Лотар развел руками — на ту ширину, которую позволили наручники.
— Нет, государь. Не знал.
Песня Волчьей луны поднялась и окрепла, и Ирвин испугался, что обратится прямо сейчас. Волк в глубине его души сверкнул золотыми глазами, словно говорил: ну что же ты? Выпусти меня снова, и здесь будет много-много парного мяса. А потом тебя убьют, и все закончится.
Он подавил голодный зов усилием воли — таким, что голова заныла.
— Она какая-то твоя восприемница, а ты не знал, — холодно усмехнулся Киган. — Вытащил ее из глухой деревни просто так, по доброте душевной.
Лотар кивнул.
— Совершенно верно. Иногда я склонен к нелепой и бессмысленной доброте. И просто пожалел хорошую девушку, которой нельзя было гибнуть в глуши.
Он говорил настолько спокойно, настолько невозмутимо, словно находился не в допросной, а где-нибудь на прогулке в парке. На какой-то миг Ирвин даже засомневался в себе. Вдруг он и правда обвиняет хорошего человека в каких-то нелепых интригах, а канцлер Лотар, верный слуга короны и друг их отца, ни в чем не виноват.
— Если наш отец ее признал, то должны быть документы, — подал голос Ирвин. — Надо обыскать его дом и рабочий кабинет во дворце.
Киган кивнул. Дал знак одному из ассистентов, коротко распорядился об обыске. Лотар сидел с совершенно невозмутимым, непробиваемым видом. Ирвин угрюмо подумал, что ничего-то они не найдут. Да, документы, которые подтверждают права Бейлин, должны быть — но Лотар спрятал их так, что никакой обыск не выкопает.

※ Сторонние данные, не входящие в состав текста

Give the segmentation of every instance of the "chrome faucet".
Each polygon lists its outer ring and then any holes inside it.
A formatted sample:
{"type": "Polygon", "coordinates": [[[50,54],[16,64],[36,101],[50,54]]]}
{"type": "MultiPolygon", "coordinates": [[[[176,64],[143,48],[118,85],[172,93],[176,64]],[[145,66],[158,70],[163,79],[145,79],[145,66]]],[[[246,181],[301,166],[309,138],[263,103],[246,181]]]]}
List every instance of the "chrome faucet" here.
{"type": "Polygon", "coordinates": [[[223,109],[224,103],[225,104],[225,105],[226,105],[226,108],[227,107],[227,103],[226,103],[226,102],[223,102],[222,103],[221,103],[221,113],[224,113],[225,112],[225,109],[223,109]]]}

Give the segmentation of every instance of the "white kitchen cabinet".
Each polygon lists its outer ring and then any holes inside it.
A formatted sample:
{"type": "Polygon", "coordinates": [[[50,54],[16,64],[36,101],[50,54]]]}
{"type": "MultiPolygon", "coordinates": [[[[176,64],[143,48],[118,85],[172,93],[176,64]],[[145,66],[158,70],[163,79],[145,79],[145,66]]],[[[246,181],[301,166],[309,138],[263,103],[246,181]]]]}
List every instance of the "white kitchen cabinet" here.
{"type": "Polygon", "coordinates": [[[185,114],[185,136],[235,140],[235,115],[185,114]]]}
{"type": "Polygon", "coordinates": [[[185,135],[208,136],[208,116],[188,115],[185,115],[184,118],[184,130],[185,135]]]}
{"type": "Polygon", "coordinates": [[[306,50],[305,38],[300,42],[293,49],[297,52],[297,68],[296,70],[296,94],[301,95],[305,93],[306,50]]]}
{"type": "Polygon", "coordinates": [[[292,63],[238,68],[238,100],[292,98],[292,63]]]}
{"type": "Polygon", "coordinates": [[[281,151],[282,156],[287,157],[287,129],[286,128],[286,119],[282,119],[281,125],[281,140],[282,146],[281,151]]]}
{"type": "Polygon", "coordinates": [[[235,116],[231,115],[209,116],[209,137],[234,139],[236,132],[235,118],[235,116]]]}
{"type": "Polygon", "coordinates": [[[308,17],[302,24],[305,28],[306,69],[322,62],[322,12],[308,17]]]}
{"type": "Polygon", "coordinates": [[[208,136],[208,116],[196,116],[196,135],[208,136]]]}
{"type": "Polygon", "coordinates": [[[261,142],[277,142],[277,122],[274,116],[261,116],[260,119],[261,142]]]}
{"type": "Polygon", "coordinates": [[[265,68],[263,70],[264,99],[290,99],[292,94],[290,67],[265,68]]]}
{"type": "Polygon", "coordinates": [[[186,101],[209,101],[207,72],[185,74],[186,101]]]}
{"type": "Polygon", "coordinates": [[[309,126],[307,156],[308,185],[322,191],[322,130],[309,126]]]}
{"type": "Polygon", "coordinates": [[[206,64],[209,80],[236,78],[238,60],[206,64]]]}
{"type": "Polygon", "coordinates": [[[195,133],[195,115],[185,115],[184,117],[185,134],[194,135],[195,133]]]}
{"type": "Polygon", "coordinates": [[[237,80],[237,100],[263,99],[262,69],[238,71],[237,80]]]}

— Государь, может, отпустите меня? — спросил Лотар. — Доказательств моей вины хоть в чем-то нет. Я рад, что у вас с ваэрином есть такая замечательная сестра, династия укреплена… но я-то здесь при чем? Всю жизнь я верно служил вашему отцу, а потом вам. И никогда не собирался покушаться на престол. Трон Хармирана это твердая штука, на нем задницу сломаешь.
В допросную вошел один из чиновников дознавательного отделения — невзрачный и тощий, в сером мундире. Подойдя к Кигану, он склонился и что-то торопливо зашептал князю на ухо. Киган слушал, его лицо оставалось непроницаемым, но Ирвин ощутил тонкую вибрацию, которая наполнила воздух.
Что-то изменилось. И так, что Лотару теперь было не сбежать. Он отлично держался — но Ирвин сейчас всей кожей чувствовал: канцлер проиграл. Чиновник закончил говорить и протянул князю исписанные смятые бумаги; Киган посмотрел на один из листов, кивнул и произнес:
— Габриэль Ваньяцци заговорил. Наконец-то. Сказал, что ему хорошо заплатили за покушение. И вы никогда не догадаетесь, кто именно ему платил.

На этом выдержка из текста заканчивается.